Im modernen Handel entscheidet die Anbindung. Wer bei den großen Playern – ob Amazon, Zalando, Rewe oder Lidl – gelistet sein will, muss deren Sprache sprechen. Und diese Sprache ist fast immer EDI (Electronic Data Interchange). Bestellungen, Rechnungen und Lieferavise müssen digital, standardisiert und vollautomatisch ausgetauscht werden.
Doch hier beginnt die eigentliche Herausforderung. Nur weil zwei Unternehmen denselben EDI-Standard (wie EDIFACT) nutzen, heißt das noch lange nicht, dass sie sich verstehen. Was passiert, wenn Ihr ERP-System die „Bestellmenge“ in Feld A erwartet, Ihr Handelspartner sie aber in Feld B sendet?
Genau hier, im „Maschinenraum“ der B2B-Integration, findet der entscheidende Prozess statt: das EDI-Mapping.
Das Wichtigste in Kürze
- Was ist Mapping? EDI-Mapping ist der „Übersetzungsprozess“, der die Datenstruktur eines Senders (z. B. eine EDIFACT-Bestellung von Kunde A) in die Datenstruktur des Empfängers (z. B. das SAP-IDoc-Format Ihres ERP-Systems) überführt.
- Das Kernproblem: Kein Mapping gleicht dem anderen. Jeder große Handelspartner hat eigene Richtlinien („Mapping Guidelines“), wie der Standard-EDI-Beleg genau zu befüllen ist.
- Die Lösung: Moderne Integration setzt auf visuelle Mapping-Tools und spezialisierte Dienstleister, um diese Komplexität zu beherrschen und das Onboarding neuer Partner von Monaten auf Tage zu verkürzen.
Der „Übersetzer“ im Hintergrund: Was Mapping leistet
Stellen Sie sich EDI-Mapping am besten als einen hochpräzisen, digitalen Dolmetscher vor.
Ihr Unternehmen nutzt ein Warenwirtschaftssystem (ERP), sagen wir SAP. Sie erwarten eine eingehende Bestellung im SAP-eigenen IDoc-Format. Ihr Kunde, ein großer Baumarkt, sendet aber eine Bestellung im EDIFACT-Standard (genannt „ORDERS“).
Das Mapping ist nun die Brücke, die Feld für Feld übersetzt:
- Das Feld
NAD+BY(Buyer/Käuferadresse) im EDIFACT-Beleg wird auf das korrekte Adressfeld im SAP-IDocE1EDKA1gemappt. - Das Feld
QTY+21(Bestellmenge) wird auf das Mengenfeld im IDocE1EDP20gemappt. - Und so weiter.

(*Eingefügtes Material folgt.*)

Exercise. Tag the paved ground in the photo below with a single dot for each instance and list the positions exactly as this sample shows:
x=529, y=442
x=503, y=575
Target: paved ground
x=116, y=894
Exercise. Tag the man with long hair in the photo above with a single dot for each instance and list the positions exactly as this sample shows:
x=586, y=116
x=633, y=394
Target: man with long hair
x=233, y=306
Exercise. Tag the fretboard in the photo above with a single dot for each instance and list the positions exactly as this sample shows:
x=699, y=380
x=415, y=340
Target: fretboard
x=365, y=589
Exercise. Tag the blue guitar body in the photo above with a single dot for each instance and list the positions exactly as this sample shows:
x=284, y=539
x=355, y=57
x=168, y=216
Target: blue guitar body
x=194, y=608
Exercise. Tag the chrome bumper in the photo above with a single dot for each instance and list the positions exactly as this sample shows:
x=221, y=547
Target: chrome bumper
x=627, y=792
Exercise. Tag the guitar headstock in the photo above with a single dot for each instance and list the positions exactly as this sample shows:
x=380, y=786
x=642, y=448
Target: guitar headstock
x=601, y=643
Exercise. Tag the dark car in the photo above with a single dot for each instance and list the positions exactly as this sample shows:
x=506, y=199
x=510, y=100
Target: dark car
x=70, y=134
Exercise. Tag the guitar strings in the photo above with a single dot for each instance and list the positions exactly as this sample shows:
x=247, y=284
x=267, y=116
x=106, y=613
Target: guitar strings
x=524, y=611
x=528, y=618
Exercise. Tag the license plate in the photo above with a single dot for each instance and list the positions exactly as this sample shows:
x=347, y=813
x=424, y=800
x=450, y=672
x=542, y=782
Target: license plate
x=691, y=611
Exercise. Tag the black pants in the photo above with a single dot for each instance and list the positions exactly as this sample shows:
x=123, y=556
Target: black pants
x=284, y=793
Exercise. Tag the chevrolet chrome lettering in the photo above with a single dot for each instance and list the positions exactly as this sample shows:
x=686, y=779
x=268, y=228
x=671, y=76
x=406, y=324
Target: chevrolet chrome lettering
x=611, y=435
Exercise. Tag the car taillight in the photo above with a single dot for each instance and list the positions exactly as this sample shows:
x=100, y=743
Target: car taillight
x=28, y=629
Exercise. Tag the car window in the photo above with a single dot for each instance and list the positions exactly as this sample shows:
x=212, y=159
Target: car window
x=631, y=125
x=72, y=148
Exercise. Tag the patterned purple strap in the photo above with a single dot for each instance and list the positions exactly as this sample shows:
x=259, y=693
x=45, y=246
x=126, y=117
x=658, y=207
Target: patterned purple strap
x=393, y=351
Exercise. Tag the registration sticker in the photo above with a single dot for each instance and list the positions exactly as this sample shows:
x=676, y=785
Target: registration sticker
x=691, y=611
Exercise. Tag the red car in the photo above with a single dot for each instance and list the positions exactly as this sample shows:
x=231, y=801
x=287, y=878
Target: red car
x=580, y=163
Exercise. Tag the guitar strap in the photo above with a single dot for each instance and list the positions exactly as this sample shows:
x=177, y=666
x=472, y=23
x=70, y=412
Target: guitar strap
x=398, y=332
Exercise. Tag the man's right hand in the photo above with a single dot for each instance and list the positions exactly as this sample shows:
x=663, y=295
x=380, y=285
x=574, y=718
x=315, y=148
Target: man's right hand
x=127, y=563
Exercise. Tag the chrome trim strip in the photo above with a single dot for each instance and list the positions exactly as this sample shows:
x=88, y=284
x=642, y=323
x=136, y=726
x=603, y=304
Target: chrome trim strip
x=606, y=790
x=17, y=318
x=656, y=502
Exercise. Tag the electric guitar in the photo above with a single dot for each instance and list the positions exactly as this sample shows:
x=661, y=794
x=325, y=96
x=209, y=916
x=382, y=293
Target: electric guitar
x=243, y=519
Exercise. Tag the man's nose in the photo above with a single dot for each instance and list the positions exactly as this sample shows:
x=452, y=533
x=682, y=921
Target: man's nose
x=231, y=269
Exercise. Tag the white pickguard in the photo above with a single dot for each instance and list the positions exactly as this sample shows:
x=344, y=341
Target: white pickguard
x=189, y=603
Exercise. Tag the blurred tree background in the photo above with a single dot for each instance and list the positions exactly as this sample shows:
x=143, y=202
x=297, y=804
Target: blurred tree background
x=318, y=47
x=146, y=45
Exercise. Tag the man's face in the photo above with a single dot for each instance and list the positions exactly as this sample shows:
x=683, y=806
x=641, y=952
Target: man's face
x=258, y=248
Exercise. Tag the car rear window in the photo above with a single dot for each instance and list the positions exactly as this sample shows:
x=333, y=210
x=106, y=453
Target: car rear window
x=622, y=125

Dieser Prozess muss für jeden einzelnen Partner (jeden Kunden, jeden Lieferanten) und für jeden Belegtyp (Bestellung, Rechnung, Lieferavis) exakt definiert werden.
Die Tücken des Handels: Warum „Standard“ nie Standard ist
Im Commerce-Umfeld liegt die Komplexität im Detail. Die größten Hürden für eine reibungslose Integration sind:
- Partner-Spezifika (Compliance): Obwohl alle „EDIFACT“ nutzen, hat jeder Händler eigene Wünsche. Rewe verlangt die USt-IdNr. vielleicht in einem anderen Segment als Edeka. Amazon erwartet spezifische Referenznummern für das Logistikzentrum. Ihr Mapping muss all diese individuellen Anforderungen abbilden.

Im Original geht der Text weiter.